Yes the biggest advantage is that you always know what you're doing next. An automatic can't read your mind. It doesn't know you're slowing down for a stop sign so it won't downshift and give you engine braking. It doesn't know when you're about to accelerate for a lane change or power out of a tight turn.
2. What is the advantage of higher revs when you're not trying to accelerate? Like when tootling through town in sport mode vs normal, the revs seem too high in sport mode. Is that just so in case you suddenly need to accelerate, you don't need to downshift first? Seems a little wasteful if that's all it is. Should I keep the revs lower when tootling in manual mode, if I'm prepared to downshift when needed?
If you're accelerating slowly upshift at low RPMs to save gas. If you suddenly need to accelerate, downshift as many gears as necessary.
3. I hear people saying they love how when you're in D, the paddle shifters still work so you have downshifts at your fingertips. But even without paddle shifters, wouldn't you still have downshifts at your fingertips (well, at your foot) in D? I mean if you hit the gas, doesn't the automatic downshift? Seems like a pretty easy thing for it to figure out.

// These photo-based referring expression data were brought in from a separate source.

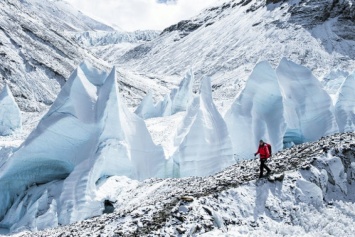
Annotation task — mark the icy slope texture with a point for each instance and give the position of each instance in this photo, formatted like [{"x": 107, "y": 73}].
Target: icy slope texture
[
  {"x": 309, "y": 112},
  {"x": 86, "y": 134},
  {"x": 146, "y": 108},
  {"x": 177, "y": 101},
  {"x": 202, "y": 140},
  {"x": 10, "y": 114},
  {"x": 345, "y": 105},
  {"x": 38, "y": 53},
  {"x": 65, "y": 16},
  {"x": 103, "y": 38},
  {"x": 110, "y": 45},
  {"x": 257, "y": 113},
  {"x": 225, "y": 41},
  {"x": 310, "y": 194}
]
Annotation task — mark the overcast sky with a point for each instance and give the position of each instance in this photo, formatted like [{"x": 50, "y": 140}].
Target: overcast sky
[{"x": 141, "y": 14}]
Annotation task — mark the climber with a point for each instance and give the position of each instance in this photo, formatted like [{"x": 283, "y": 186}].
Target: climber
[{"x": 264, "y": 151}]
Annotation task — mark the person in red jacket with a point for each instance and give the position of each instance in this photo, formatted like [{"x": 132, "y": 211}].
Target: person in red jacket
[{"x": 264, "y": 151}]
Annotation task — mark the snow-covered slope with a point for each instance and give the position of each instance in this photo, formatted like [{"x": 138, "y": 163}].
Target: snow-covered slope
[
  {"x": 177, "y": 101},
  {"x": 87, "y": 134},
  {"x": 311, "y": 193},
  {"x": 257, "y": 113},
  {"x": 103, "y": 38},
  {"x": 10, "y": 114},
  {"x": 203, "y": 145},
  {"x": 345, "y": 105},
  {"x": 38, "y": 52},
  {"x": 309, "y": 111},
  {"x": 64, "y": 16},
  {"x": 226, "y": 41}
]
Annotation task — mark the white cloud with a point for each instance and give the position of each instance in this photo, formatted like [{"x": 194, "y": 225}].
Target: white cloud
[{"x": 141, "y": 14}]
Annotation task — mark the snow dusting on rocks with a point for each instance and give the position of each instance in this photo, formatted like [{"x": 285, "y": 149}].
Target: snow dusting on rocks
[{"x": 310, "y": 192}]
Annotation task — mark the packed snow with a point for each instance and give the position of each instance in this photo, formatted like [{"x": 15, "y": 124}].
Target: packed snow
[
  {"x": 87, "y": 134},
  {"x": 177, "y": 101},
  {"x": 10, "y": 114},
  {"x": 309, "y": 111},
  {"x": 345, "y": 105},
  {"x": 91, "y": 166},
  {"x": 305, "y": 196},
  {"x": 203, "y": 144},
  {"x": 257, "y": 113}
]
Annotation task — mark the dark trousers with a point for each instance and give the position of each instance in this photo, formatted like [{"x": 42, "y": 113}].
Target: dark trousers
[{"x": 262, "y": 166}]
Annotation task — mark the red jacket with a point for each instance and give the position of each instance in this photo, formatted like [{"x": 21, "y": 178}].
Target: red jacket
[{"x": 264, "y": 151}]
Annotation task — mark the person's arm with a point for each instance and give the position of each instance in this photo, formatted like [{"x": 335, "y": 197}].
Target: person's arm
[{"x": 270, "y": 151}]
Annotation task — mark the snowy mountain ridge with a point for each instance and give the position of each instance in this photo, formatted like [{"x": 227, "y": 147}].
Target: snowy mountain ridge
[
  {"x": 309, "y": 181},
  {"x": 226, "y": 41},
  {"x": 38, "y": 53},
  {"x": 103, "y": 38}
]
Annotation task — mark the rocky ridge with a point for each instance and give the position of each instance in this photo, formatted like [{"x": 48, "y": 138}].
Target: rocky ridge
[{"x": 195, "y": 205}]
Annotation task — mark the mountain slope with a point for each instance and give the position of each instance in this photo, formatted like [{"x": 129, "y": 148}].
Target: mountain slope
[
  {"x": 226, "y": 41},
  {"x": 38, "y": 53},
  {"x": 311, "y": 183}
]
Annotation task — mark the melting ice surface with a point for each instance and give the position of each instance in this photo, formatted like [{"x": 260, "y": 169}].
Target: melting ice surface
[
  {"x": 257, "y": 113},
  {"x": 87, "y": 134},
  {"x": 309, "y": 112},
  {"x": 345, "y": 105},
  {"x": 177, "y": 101},
  {"x": 10, "y": 114},
  {"x": 203, "y": 143}
]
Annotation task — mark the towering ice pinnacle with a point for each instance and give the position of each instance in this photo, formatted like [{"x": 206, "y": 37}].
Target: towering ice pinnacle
[
  {"x": 10, "y": 114},
  {"x": 309, "y": 112},
  {"x": 345, "y": 105},
  {"x": 257, "y": 113},
  {"x": 177, "y": 101},
  {"x": 202, "y": 140},
  {"x": 146, "y": 109},
  {"x": 87, "y": 134},
  {"x": 180, "y": 98}
]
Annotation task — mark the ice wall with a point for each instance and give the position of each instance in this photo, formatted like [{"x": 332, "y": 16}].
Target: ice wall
[
  {"x": 147, "y": 108},
  {"x": 203, "y": 145},
  {"x": 10, "y": 114},
  {"x": 257, "y": 113},
  {"x": 177, "y": 101},
  {"x": 309, "y": 113},
  {"x": 88, "y": 133},
  {"x": 345, "y": 105}
]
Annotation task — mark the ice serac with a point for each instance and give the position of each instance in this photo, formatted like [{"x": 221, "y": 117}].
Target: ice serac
[
  {"x": 345, "y": 105},
  {"x": 64, "y": 137},
  {"x": 147, "y": 108},
  {"x": 309, "y": 112},
  {"x": 257, "y": 113},
  {"x": 203, "y": 145},
  {"x": 125, "y": 148},
  {"x": 10, "y": 114},
  {"x": 181, "y": 97},
  {"x": 87, "y": 134},
  {"x": 177, "y": 101}
]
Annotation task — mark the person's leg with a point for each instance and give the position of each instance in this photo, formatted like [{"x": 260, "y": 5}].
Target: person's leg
[
  {"x": 261, "y": 167},
  {"x": 266, "y": 167}
]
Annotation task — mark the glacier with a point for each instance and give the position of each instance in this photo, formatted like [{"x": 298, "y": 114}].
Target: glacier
[
  {"x": 177, "y": 101},
  {"x": 10, "y": 114},
  {"x": 257, "y": 113},
  {"x": 203, "y": 145},
  {"x": 87, "y": 134},
  {"x": 309, "y": 111},
  {"x": 146, "y": 109},
  {"x": 345, "y": 105}
]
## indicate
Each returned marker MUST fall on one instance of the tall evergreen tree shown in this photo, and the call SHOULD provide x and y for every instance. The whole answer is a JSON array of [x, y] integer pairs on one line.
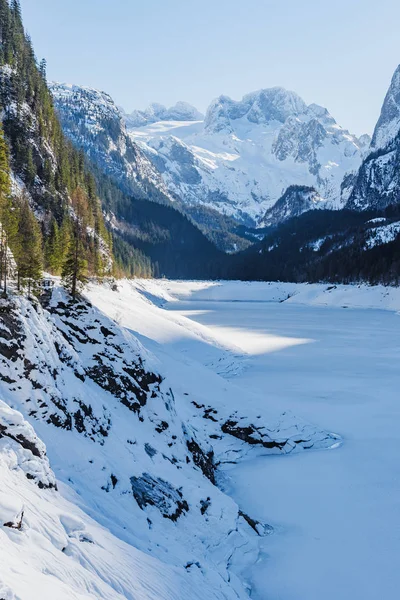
[[74, 270], [53, 254], [8, 215]]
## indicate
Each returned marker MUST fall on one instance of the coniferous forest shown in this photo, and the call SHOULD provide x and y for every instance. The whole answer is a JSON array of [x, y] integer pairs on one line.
[[61, 213]]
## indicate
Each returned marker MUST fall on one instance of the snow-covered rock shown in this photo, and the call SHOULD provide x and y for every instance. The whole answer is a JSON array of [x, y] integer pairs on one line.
[[294, 202], [181, 111], [138, 451], [246, 153]]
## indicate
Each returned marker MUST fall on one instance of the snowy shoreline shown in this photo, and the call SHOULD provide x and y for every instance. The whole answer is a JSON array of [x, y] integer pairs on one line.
[[161, 291]]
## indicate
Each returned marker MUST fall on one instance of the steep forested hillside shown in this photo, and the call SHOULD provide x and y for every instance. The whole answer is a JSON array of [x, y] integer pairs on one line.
[[44, 173], [338, 246], [68, 195]]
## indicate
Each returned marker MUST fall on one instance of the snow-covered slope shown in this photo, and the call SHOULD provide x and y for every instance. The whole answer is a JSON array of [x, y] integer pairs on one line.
[[134, 439], [181, 111], [378, 182], [245, 154]]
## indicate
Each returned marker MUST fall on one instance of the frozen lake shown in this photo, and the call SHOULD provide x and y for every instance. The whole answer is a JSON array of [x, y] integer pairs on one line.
[[336, 513]]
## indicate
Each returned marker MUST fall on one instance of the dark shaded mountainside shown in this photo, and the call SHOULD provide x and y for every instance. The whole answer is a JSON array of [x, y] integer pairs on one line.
[[360, 242], [94, 123], [129, 225], [148, 239], [297, 243]]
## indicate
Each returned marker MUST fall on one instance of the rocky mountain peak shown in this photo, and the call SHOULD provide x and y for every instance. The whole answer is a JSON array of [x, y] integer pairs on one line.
[[388, 125]]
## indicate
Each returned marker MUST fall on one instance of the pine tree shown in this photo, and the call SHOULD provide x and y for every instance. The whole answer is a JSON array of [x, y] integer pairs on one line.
[[29, 255], [43, 68], [53, 254], [75, 266]]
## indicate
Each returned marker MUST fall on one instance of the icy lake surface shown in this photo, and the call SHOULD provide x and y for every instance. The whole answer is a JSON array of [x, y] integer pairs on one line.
[[336, 513]]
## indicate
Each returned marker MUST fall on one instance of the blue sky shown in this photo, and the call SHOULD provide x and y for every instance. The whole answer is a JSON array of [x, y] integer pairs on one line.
[[339, 54]]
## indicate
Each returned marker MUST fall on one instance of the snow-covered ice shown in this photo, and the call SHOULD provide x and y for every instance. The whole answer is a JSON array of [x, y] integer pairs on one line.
[[335, 513]]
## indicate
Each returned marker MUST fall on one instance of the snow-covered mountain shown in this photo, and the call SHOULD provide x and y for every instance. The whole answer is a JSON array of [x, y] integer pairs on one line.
[[126, 502], [181, 111], [94, 123], [241, 159], [377, 184]]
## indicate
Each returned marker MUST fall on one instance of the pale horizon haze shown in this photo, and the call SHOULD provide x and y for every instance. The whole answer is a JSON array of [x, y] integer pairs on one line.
[[341, 55]]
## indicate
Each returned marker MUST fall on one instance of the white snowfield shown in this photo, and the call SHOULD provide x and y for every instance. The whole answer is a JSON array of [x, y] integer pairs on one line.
[[245, 154], [260, 375]]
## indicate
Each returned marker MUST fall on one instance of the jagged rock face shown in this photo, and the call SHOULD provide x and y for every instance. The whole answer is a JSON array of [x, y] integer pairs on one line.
[[246, 153], [181, 111], [94, 123], [388, 124], [378, 181], [294, 202]]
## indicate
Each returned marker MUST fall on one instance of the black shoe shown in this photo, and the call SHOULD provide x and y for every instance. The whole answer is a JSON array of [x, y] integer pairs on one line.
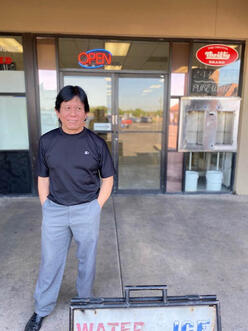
[[34, 324]]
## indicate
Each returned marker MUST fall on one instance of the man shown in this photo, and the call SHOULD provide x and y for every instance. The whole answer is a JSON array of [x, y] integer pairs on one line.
[[70, 163]]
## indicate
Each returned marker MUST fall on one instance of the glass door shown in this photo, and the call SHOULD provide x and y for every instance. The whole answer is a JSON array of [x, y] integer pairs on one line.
[[140, 105], [99, 92], [128, 113]]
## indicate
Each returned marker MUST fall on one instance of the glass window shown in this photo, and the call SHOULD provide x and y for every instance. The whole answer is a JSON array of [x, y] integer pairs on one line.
[[141, 104], [174, 172], [126, 54], [139, 160], [179, 87], [215, 80], [47, 83], [173, 123], [13, 123], [11, 65]]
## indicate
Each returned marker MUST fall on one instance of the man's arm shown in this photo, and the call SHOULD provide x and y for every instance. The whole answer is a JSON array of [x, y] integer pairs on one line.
[[43, 188], [105, 191]]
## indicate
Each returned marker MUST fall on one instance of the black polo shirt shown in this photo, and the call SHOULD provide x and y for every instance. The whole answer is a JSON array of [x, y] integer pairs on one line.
[[74, 164]]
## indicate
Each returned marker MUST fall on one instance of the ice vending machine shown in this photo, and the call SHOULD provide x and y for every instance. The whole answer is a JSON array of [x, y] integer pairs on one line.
[[208, 124]]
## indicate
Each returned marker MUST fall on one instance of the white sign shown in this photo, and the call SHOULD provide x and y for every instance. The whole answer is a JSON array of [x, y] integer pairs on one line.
[[102, 126], [180, 318]]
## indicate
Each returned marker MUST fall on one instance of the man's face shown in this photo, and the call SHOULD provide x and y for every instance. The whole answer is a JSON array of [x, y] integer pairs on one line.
[[72, 115]]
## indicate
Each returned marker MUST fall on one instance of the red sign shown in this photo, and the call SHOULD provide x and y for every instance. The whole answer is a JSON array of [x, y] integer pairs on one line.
[[95, 58], [217, 55], [5, 60]]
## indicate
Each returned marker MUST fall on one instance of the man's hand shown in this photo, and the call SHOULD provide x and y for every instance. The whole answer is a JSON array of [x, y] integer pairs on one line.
[[43, 188], [105, 191]]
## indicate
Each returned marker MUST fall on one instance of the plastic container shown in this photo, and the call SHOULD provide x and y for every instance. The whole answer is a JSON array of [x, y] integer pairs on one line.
[[191, 181], [214, 180]]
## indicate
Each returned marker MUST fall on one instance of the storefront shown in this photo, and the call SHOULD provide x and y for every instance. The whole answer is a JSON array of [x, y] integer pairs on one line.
[[135, 99]]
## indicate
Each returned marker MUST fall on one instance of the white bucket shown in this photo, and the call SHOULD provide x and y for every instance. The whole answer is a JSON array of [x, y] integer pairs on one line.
[[191, 180], [214, 180]]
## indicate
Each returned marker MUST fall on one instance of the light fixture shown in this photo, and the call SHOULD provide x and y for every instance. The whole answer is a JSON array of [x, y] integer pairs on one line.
[[10, 45], [117, 49]]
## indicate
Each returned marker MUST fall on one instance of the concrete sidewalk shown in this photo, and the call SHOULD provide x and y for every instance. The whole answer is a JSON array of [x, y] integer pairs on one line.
[[195, 244]]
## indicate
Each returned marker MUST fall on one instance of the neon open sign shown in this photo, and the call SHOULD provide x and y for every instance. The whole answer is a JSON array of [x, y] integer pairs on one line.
[[5, 60], [95, 58]]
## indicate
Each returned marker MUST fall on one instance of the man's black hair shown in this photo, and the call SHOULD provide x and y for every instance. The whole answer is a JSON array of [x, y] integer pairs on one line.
[[69, 92]]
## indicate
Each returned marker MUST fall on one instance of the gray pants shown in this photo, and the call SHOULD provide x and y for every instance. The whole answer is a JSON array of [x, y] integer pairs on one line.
[[59, 224]]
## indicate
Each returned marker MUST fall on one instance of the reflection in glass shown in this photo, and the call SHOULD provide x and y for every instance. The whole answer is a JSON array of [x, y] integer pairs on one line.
[[11, 65], [178, 84], [139, 160], [47, 83], [213, 171], [174, 172], [214, 81], [141, 104], [173, 123], [13, 123]]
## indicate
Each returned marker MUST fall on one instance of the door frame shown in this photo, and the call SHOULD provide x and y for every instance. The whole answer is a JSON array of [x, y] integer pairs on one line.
[[115, 75]]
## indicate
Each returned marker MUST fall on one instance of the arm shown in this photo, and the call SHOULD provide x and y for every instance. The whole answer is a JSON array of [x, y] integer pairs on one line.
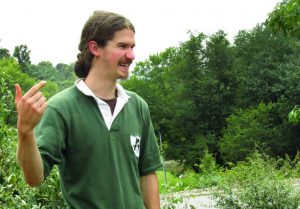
[[30, 108], [150, 191]]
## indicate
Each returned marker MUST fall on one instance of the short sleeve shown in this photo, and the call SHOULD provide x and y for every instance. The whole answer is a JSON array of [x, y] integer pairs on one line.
[[150, 159]]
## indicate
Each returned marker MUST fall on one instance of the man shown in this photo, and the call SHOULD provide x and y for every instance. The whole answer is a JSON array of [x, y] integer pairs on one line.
[[99, 134]]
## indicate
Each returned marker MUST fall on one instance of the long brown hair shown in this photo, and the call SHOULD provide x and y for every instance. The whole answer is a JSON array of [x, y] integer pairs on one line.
[[100, 27]]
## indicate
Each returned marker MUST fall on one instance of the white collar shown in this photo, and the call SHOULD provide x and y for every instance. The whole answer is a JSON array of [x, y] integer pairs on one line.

Yes this a true but there is still a delay from when you first floor the gas pedal to when the car actually shifts. If you are in manual mode and you know you are about to punch it, you can put the car into its powerband before you punch it. The throttle response is instant. This can pretty useful when you're making lane changes and the gap is a bit tighter.
4. Say I turn onto a 45 mph road, accelerate, and reach 50 mph in 3rd gear. I'm done accelerating, so what now? Do I upshift 3 times as quickly as possible, to 6th gear? Do I upshift 3 times but pause for a bit in each gear? What does the automatic do (why is there no gear indicator in D)? Would you skip 2 gears in a manual?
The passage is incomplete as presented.